If I love my work, if I love daily expression, if I can live in a non-combative environment and grow in increments, but not by perfect measurement, then I will have nourished a part of me that enriches my life.

Youngsters today are on a quick gratification treadmill; they communicate by cell phone; drag iPods around, barely making it to the next sports romp.

How can they begin to practice piano in an environment that is not harmonious with artistic expression?

There’s little more to be said and lots to think about.



8 thoughts on “Piano Lessons: “My kids don’t practice so what can I do about it?””

  1. Thank you, Shirley. Lots of wisdom here. Given your childhood background described (lucky you!), I’d wager that we adults who eventually made the commitment are in a bit of a disconnect with youngsters who are still experiencing the process, be it ever so scattered at times. Patience, patience, perceptive patience!

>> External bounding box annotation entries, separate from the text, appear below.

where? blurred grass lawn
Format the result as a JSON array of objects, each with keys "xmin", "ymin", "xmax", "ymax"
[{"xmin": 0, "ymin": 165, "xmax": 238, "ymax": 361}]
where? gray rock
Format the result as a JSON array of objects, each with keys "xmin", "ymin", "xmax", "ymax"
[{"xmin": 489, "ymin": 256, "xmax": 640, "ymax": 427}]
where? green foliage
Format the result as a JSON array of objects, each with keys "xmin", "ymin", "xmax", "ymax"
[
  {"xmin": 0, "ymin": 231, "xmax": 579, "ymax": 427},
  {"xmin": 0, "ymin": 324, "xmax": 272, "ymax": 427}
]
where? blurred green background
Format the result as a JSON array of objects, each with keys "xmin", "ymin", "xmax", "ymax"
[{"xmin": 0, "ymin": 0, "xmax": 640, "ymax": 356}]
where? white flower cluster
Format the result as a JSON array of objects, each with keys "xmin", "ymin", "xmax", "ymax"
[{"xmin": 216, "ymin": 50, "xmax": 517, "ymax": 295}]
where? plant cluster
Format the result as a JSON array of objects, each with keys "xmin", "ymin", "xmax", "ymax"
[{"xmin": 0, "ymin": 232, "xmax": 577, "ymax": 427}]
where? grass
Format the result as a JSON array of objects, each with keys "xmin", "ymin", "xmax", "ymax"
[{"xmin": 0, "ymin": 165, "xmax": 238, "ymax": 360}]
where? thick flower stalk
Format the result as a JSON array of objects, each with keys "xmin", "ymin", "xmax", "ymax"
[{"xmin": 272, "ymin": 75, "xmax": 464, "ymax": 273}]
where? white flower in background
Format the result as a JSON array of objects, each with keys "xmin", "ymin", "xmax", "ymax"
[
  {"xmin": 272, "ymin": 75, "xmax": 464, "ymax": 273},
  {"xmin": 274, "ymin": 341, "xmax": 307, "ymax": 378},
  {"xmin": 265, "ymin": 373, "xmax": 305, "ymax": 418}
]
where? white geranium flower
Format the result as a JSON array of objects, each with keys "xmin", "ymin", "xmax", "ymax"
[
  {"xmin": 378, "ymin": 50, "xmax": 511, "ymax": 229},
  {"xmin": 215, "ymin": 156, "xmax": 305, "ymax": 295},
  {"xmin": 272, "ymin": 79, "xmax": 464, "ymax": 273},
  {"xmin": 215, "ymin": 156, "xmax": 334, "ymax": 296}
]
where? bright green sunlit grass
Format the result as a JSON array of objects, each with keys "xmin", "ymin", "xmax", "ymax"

  2. Thanks for your lovely thoughts! I receive several excuses each week from various students. And then I say, ok let us start from where we are now. People aren’t machines and we all have ups and downs. I remind them that we all need a vacation from time to time and that is healthy. I accept their changes and try to motivate them to be drawn to the piano because they love it and because they feel so happy when they play a piece of music well. Enjoying the process is what life is all about, isn’t it?

    Eventually they realize that it takes time and some dedication to bring their pieces to a high enough standard to perform them. And then the rest is history hopefully!

    It does take lots of patience and enjoying each student for what they are capable of based on their life at that particular moment in time.